The Ministry of Economic Affairs (MOEA) yesterday promised to help entertainment workers who have been hit hard by COVID-19 restrictions by using funds left over from the “Stimulus 4.0” scheme.
Although indoor dining restrictions have been eased, the Central Epidemic Command Center (CECC) has yet to lift the ban on the so-called “eight major special industries,” which include nightclubs, hostess and karaoke bars, teahouses and saunas.
They would likely be reopened only after the nation’s vaccination rate reaches 60 percent, the CECC has said.
Photo: Taipei Times
Yesterday, more than 300 workers from the eight industries took to the streets to protest, asking for the right to work or for more subsidy from the government.
The protest follows the suicide earlier this week of a 36-year-old single mother, who reports said could not cope with the bills, as the dance hall where she worked has been closed since May.
When asked about the “eight industries” on a Z Media (震傳媒) show hosted by veteran media worker Frances Huang (黃光芹) on Wednesday, Minister of Economic Affairs Wang Mei-hua (王美花) said that the ministry was coordinating with the CECC to offer relief.
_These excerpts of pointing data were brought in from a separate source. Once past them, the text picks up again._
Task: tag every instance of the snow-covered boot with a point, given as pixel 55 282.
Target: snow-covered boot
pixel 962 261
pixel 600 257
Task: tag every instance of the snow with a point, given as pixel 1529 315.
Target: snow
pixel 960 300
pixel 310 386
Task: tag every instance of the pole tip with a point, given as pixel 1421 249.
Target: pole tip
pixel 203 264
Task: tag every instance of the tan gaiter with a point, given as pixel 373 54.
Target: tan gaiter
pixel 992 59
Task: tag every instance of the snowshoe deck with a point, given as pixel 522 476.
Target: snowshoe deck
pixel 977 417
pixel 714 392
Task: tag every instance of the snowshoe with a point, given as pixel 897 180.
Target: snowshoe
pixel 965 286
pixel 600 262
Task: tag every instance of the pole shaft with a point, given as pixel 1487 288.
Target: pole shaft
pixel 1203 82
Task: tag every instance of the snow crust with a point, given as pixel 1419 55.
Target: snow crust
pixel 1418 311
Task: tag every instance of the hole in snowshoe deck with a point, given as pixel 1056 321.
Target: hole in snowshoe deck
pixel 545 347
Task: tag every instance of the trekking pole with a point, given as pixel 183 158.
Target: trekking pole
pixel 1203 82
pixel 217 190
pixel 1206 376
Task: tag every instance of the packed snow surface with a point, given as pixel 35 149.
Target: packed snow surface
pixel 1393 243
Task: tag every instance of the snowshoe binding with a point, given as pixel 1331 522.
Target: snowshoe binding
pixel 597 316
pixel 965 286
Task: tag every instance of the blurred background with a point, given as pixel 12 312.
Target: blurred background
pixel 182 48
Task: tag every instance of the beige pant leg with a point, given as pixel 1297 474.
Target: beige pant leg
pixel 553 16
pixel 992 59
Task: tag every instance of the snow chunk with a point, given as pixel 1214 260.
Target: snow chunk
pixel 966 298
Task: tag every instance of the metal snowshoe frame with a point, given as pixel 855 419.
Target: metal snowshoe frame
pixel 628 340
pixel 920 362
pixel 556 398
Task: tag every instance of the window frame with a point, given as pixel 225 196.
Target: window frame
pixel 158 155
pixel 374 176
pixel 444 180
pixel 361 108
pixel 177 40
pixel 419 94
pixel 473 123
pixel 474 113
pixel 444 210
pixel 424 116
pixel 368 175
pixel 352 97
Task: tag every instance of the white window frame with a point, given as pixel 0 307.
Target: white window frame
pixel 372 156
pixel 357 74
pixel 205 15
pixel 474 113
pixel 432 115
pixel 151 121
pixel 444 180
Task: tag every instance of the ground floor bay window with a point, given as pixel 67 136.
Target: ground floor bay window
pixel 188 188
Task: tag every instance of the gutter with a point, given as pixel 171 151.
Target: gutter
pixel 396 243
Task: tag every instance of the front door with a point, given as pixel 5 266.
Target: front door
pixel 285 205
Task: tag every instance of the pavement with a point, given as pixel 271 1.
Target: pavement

Asked about the prospects of a “Stimulus 5.0,” Wang said that was also under consideration.
“We have been meeting internally to help the businesses that can not yet reopen, such as the eight industries, but it is not anything we can officially announce yet,” Wang said.
The ministry yesterday confirmed that help is on the way.
“With the COVID-19 situation worldwide still severe and new developments domestically, we must remain on high alert even as we gradually loosen restrictions,” the ministry said. “Vaccination remains our top priority, and some businesses must remain restricted for now.”
The ministry is inclined to provide relief to affected businesses directly according to the number of employees using funds left over from the Stimulus 4.0 scheme, but it is still figuring out the details.
Although the Stimulus 4.0 program stopped accepting new cases as of the end of last month, some cases are still under review, meaning the amount of funds remaining has yet to be determined.
However, the ministry said there should be “enough” to take care of affected businesses for a period.
As it is still working out the details, the ministry declined to provide concrete figures and a timeline, saying only that it is working “as quickly as possible.”